Colorado joins five other states—Arizona, Nevada, Montana, Missouri and Ohio—where voters will have a chance at the polls in November to do what Republicans in Congress won’t: Raise the minimum wage. For 10 years, Republican lawmakers have blocked efforts (the latest vote taking place last night) to give the nation’s lowest-paid workers a raise. (On Tuesday, former Sen. John Edwards [D-.N.C.] will take part in a rally in Helena for Montana’s minimum wage ballot measure.)
After union members from the Colorado AFL-CIO, Coloradans for a Fair Minimum Wage, the community group ACORN and other groups collected the signatures, they marched to the state Capitol to submit them.
Says Bill Vandenberg of Coloradans for a Fair Minimum Wage:
We have grown tired of waiting for politicians to raise the minimum wage. We are going directly to the people.

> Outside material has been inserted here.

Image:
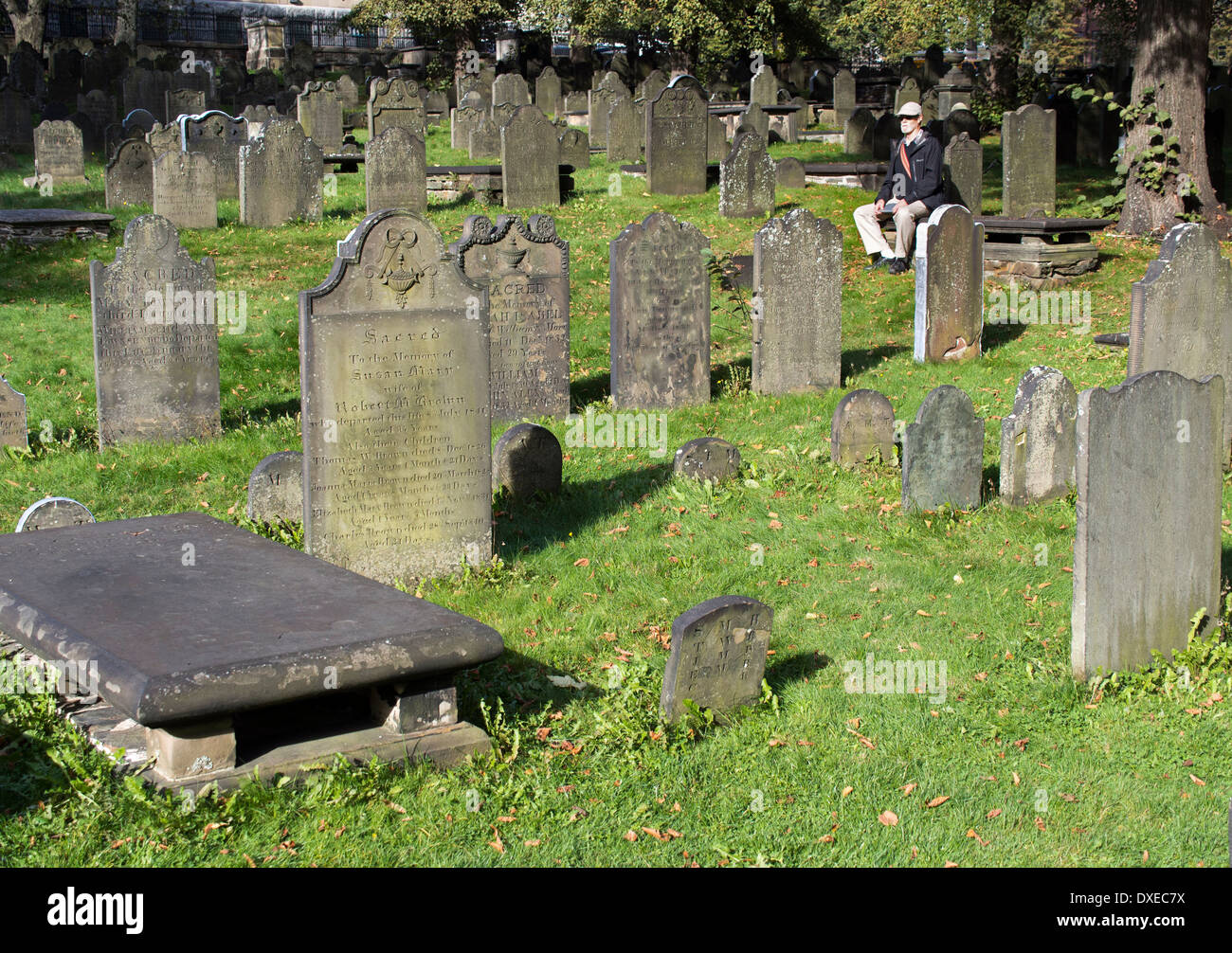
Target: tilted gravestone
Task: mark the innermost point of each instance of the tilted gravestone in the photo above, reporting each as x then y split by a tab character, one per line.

The AFL-CIO’s America Needs a Raise campaign has been working in nearly two dozen states to raise the minimum wage either through legislation or ballot initiatives. Earlier this week, Massachusetts became the latest state to increase its minimum wage when the Legislature overrode a veto by Gov. Mitt Romney (R). Last month, North Carolina and Pennsylvania joined the growing list of states to raise their minimum wages.